Some management refinement is critical for hybrid clouds even if you DO have control over both sides of the story.  Nobody I talk with at the enterprise level believes that they’re going to cloudsource their major apps, but nearly everyone believes they will offload peak-load capacity to a public cloud partner and fail over to that partner if something goes awry in the data center.  This means not only the “basic” steps of spinning up new instances and load-sharing (or load-substituting) but also more complicated tasks of keeping databases in sync and insuring that all the software versions available everywhere match the approved versions.

Something like this could be a boon to the IT players who have cloud offerings too, including HP, IBM, and Microsoft.  Arguably these firms have recognized the need for hybridization from the first, and their seeming slow start in the media-hype cloud race is attributable not to their being behind but to their targeting a market segment that’s slow to develop.  Slow, but representing the majority of the real dollars downstream.
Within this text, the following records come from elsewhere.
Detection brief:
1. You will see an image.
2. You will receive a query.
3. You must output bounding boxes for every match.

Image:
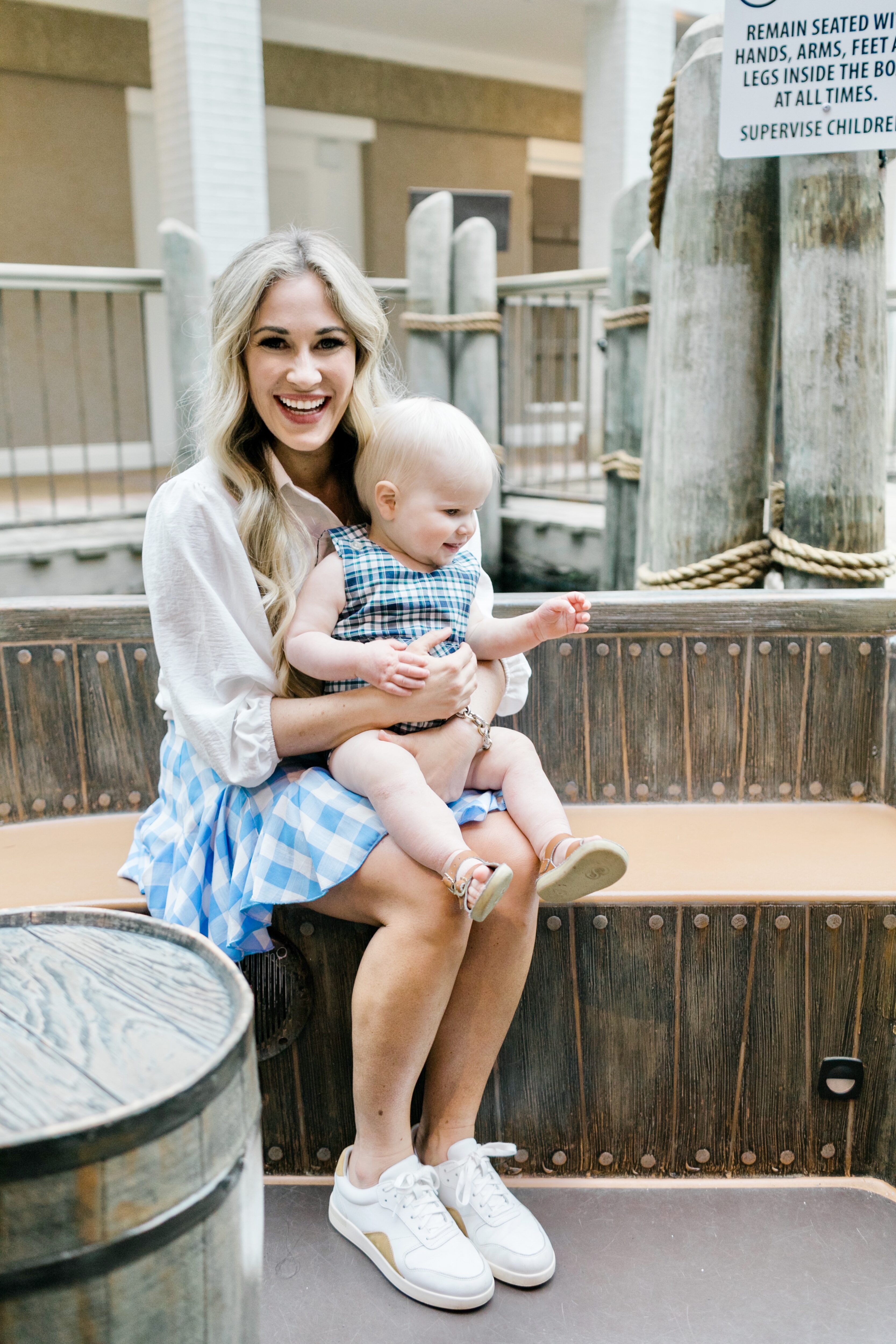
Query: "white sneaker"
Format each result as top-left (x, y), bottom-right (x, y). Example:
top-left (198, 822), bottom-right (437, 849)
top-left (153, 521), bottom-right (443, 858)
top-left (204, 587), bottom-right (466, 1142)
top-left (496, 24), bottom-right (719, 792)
top-left (329, 1148), bottom-right (494, 1312)
top-left (435, 1138), bottom-right (556, 1288)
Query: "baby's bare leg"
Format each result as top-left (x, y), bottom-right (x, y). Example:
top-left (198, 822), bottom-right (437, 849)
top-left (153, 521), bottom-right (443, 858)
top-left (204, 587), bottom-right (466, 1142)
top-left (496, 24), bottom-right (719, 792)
top-left (329, 732), bottom-right (489, 880)
top-left (466, 728), bottom-right (570, 855)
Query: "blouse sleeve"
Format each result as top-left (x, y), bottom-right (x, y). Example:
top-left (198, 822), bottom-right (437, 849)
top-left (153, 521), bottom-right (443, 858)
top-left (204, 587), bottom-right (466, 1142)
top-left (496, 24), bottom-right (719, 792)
top-left (144, 468), bottom-right (278, 788)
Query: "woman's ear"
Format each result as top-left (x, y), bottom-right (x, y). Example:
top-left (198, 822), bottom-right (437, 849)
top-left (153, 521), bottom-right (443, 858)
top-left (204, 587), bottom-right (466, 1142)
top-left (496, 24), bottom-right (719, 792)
top-left (373, 481), bottom-right (398, 523)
Even some incumbent-giant cloud providers like Amazon are going to find this hybrid trend increasingly troubling because Amazon still lets third-party players carry the water for EC2 compatibility in private cloud implementations.  That’s risky because all the features of AWS aren’t available in the basic platforms offered by third parties, and that forces Amazon to accept a functionality gap between public and private cloud that will dumb down their own hybridization capabilities, perhaps even make them less valuable.  Ideally, hybrid clouds are PaaS clouds in that they should offer a set of platform services to facilitate hybridization, and they should also sustain the same OS and middleware in the public and private parts of the cloud.  While you can do that in IaaS through administration, PaaS makes hybridization easier and it also offers potentially greater benefits because PaaS displaces not only hardware costs but also software-platform costs.